I am honoring my parents by supporting myself as an adult young woman
This first and biggest reason that I'm not a stay at home daughter is this - My parents' expectation has always been that I would finish my education and begin to support myself. While I know I could move back with them if needed, as I nearly did after grad school, they would expect me to get a job and pay my own way as much as possible. Part of that expectation of self-reliance was the expectation that I would get an education in order to support myself. My mom is the first to say that college is not for everyone, but some sort of career training was demanded, and in my own case that meant college and then grad school. For me, honoring my parents means that I live on my own and pay my own way.
I was taught to care for a home before leaving my parents' and I continue to learn
Some argue that being a stay-at-home daughter is the best way to learn to care for a home.

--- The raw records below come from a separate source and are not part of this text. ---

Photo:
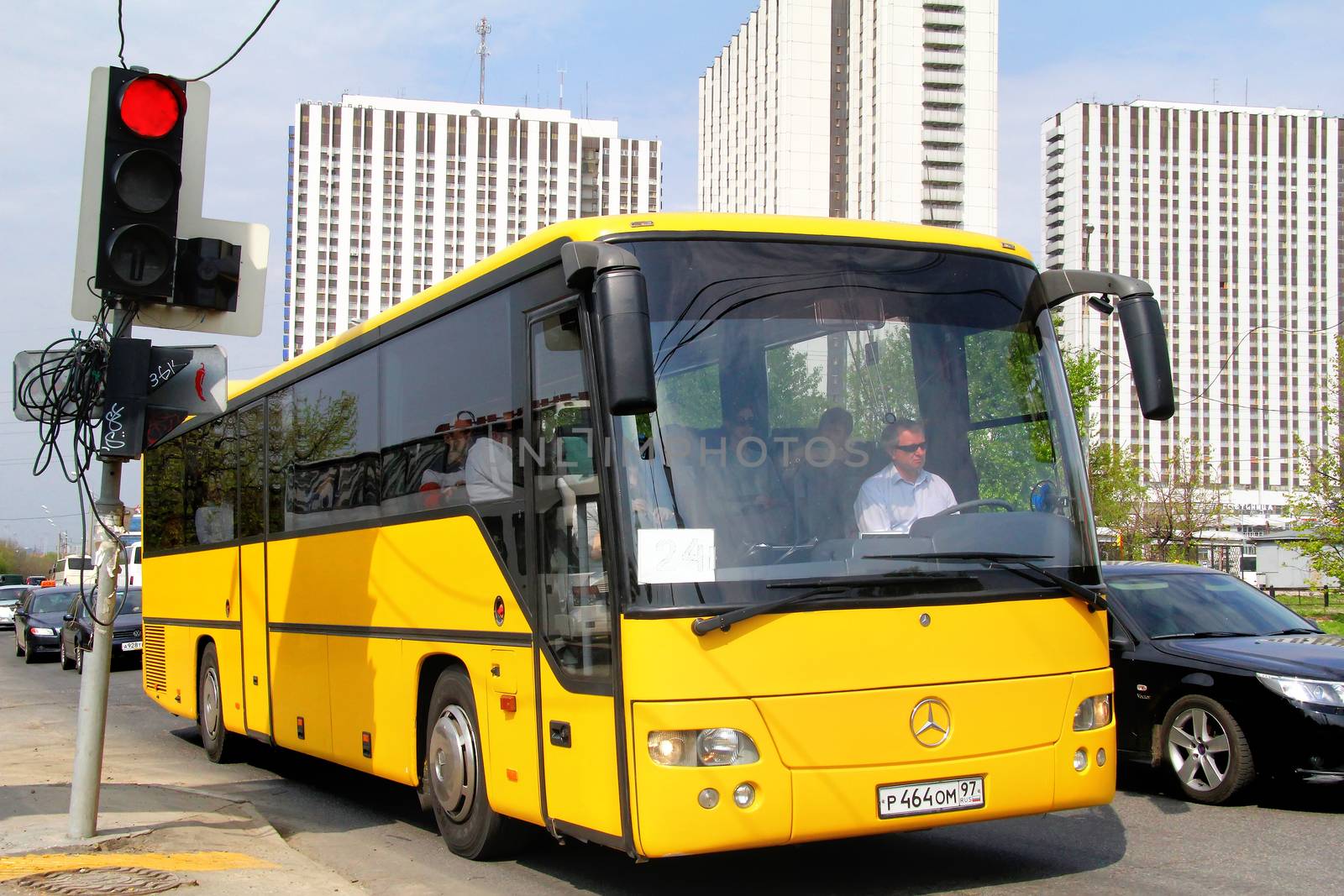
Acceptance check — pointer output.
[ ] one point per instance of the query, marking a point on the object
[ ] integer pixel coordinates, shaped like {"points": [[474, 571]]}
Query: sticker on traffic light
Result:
{"points": [[138, 224]]}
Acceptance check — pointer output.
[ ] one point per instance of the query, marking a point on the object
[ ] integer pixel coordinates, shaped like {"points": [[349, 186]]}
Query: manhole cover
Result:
{"points": [[89, 882]]}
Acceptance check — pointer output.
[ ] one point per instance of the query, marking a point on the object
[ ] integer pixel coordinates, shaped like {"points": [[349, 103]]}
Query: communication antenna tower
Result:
{"points": [[483, 29]]}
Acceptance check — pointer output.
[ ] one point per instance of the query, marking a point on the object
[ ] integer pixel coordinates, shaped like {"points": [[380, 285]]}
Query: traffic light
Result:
{"points": [[141, 176]]}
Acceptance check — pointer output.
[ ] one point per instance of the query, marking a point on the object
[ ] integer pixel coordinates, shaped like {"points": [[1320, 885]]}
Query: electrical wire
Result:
{"points": [[62, 392], [121, 49], [239, 46]]}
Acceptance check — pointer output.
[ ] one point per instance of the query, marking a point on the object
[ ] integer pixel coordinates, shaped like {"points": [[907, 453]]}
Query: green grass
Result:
{"points": [[1314, 607]]}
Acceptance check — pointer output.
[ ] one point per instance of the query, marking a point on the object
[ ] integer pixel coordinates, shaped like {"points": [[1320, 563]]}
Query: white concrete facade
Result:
{"points": [[1233, 215], [873, 109], [389, 196]]}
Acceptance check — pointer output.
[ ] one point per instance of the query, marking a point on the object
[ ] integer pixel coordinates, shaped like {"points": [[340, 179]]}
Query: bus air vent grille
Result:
{"points": [[156, 676]]}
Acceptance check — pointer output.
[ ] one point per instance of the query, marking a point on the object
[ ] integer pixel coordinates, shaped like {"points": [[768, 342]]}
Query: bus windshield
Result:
{"points": [[835, 410]]}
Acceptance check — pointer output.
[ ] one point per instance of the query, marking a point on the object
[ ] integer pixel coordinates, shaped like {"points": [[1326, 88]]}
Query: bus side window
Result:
{"points": [[575, 595]]}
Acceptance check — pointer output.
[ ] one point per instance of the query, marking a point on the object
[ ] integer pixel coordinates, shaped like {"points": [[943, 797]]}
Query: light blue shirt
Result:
{"points": [[887, 503]]}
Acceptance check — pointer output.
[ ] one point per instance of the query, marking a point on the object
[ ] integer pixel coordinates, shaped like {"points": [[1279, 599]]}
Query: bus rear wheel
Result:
{"points": [[210, 708], [454, 775]]}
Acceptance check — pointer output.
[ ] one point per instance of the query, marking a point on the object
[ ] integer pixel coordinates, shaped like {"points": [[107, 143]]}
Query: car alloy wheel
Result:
{"points": [[1198, 750]]}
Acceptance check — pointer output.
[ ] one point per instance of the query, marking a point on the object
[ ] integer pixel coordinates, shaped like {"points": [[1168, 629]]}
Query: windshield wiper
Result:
{"points": [[817, 587], [1206, 634], [1010, 562]]}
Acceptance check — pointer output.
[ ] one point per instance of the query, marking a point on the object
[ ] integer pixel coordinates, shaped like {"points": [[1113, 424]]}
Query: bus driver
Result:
{"points": [[893, 499]]}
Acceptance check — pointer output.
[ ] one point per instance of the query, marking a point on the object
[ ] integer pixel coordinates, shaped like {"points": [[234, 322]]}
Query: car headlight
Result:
{"points": [[1323, 694], [1093, 712], [702, 747]]}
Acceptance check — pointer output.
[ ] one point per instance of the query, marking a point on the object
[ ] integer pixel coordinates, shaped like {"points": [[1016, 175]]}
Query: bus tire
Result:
{"points": [[454, 775], [210, 708]]}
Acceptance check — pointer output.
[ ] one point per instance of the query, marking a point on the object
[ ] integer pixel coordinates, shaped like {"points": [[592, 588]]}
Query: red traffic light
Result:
{"points": [[152, 105]]}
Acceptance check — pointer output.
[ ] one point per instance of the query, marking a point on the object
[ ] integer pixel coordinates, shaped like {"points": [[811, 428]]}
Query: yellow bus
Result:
{"points": [[676, 533]]}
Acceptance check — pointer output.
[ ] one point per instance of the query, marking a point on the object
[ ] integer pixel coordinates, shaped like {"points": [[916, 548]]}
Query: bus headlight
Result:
{"points": [[703, 747], [1093, 712]]}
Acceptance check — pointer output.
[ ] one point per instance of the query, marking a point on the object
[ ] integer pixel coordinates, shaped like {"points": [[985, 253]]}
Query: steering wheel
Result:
{"points": [[969, 506]]}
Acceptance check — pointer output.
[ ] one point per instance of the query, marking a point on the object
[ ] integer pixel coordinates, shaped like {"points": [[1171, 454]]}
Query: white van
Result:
{"points": [[129, 566], [67, 569]]}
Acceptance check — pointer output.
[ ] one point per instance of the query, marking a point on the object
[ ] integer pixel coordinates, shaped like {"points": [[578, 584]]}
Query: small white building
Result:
{"points": [[1281, 566]]}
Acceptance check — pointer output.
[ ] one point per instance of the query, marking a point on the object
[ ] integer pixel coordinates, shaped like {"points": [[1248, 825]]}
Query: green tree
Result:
{"points": [[1317, 510], [797, 396], [879, 378], [1183, 500]]}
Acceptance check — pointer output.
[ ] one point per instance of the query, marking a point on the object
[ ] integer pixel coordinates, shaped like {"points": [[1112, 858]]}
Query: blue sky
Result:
{"points": [[636, 60]]}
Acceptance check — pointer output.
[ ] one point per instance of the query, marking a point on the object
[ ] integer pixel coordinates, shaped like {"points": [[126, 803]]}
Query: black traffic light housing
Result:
{"points": [[138, 224]]}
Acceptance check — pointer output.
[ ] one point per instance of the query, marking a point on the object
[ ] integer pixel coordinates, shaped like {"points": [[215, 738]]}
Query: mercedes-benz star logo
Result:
{"points": [[931, 721]]}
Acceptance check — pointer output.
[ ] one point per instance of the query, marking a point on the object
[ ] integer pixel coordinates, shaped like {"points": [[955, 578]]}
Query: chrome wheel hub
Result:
{"points": [[1198, 750], [210, 705], [452, 763]]}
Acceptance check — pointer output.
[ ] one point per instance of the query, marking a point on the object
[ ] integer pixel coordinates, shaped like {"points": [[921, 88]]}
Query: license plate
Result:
{"points": [[927, 797]]}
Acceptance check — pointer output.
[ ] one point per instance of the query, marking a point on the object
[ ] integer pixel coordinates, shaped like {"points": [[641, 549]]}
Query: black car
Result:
{"points": [[77, 631], [38, 620], [1221, 683]]}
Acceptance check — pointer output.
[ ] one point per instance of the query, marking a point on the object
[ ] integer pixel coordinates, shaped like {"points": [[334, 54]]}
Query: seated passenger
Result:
{"points": [[893, 499], [824, 479], [745, 493]]}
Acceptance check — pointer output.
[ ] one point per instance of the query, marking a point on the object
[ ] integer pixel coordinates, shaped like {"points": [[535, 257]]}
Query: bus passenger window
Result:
{"points": [[575, 600]]}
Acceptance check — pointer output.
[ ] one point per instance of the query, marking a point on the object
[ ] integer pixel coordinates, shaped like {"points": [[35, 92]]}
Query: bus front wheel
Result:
{"points": [[210, 708], [454, 775]]}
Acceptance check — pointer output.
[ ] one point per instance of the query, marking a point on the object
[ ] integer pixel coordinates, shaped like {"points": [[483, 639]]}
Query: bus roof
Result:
{"points": [[588, 228]]}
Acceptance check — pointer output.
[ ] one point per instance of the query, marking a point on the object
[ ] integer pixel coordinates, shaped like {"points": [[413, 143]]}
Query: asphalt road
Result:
{"points": [[373, 833]]}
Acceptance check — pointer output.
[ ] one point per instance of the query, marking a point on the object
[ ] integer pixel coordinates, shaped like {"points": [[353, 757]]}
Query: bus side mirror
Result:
{"points": [[620, 300], [1146, 340], [1140, 320]]}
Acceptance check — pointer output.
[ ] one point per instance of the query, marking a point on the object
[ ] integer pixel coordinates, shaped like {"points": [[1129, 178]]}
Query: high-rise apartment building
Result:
{"points": [[387, 196], [1233, 214], [877, 109]]}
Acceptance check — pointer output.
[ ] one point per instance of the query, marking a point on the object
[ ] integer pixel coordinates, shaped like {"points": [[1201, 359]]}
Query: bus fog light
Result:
{"points": [[1093, 712]]}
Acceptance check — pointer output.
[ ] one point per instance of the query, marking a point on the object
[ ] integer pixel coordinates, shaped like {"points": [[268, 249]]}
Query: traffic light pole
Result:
{"points": [[97, 667]]}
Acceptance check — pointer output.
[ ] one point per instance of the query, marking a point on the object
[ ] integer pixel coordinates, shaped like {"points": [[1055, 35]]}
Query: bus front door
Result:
{"points": [[578, 731]]}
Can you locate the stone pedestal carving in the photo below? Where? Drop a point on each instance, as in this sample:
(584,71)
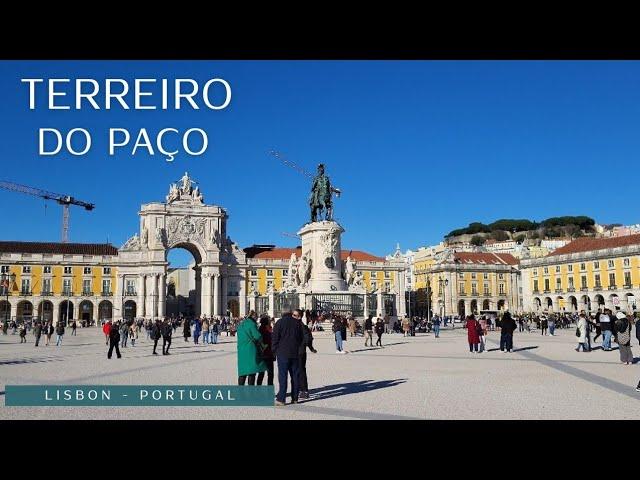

Learning within the home under the guidance of an experienced house keep is certainly useful, but for me I did not need to stay in my home beyond high school graduation to learn those skills. My mother (and other female friends and family) taught me to sew, cook and clean. My dad even taught me basic home maintenance skills, all before I left home for college. With that strong base of knowledge they provided me with I continue to learn more advanced homemaking and housekeeping skills.
I don't have to live at home to be under my parent's protection
While it would certainly be easier if I lived at home, it's not a requirement. Part of my parents' expectation of independence is that they have already instilled in me their values and trust me to make my own decisions. At the same time, I acknowledge that I sometimes need guidance, and without a spouse, one of my primary sources of guidance is my parents. I can call or text them at any time and I'm always welcome to visit too, so I do not need to be under their roof to be under their protection.
As I started reading about stay-at-home daughters though I did realize one important thing. I may have become too independent. While I will not be moving home any time soon, I did realize that I've shut my parents out more than I need have. When I first got my parents onto facebook I rejected their friend requests because I thought they would get too nosy, worry too much or otherwise try to interfere with my life. Then I realized, maybe it wouldn't be such a bad thing after all if they were a little more involved in my life. So I went and friended them.
Around the same time I friended my parents I posted a status about some rustling I was hearing outside my bedroom window and how I wished I had night vision goggles to figure out what it was, even though it was probably just the neighborhood feral cat. A few evenings later my dad called me to check in and see how I was doing and if I ever figured out what was causing the noise. I had never in my life seen my dad be that protective of me, and I know that he probably never would have been had I not opened the door for the opportunity.
I do believe in honoring your parents and respect anyone who maintains a close and quality relationship with them as they grow older, but I don't think all daughters are called to stay at home. For me and my family it's best that I live on my own, but still know that my parents are there and available when needed.
What are your thoughts on being a stay at home daughter? Had you heard of the concept before? Has your family chosen that path? If so, what makes it the best choice for your situation? If not, why is leaving home the best option for your daughters? Has anyone ever heard of a stay at home son?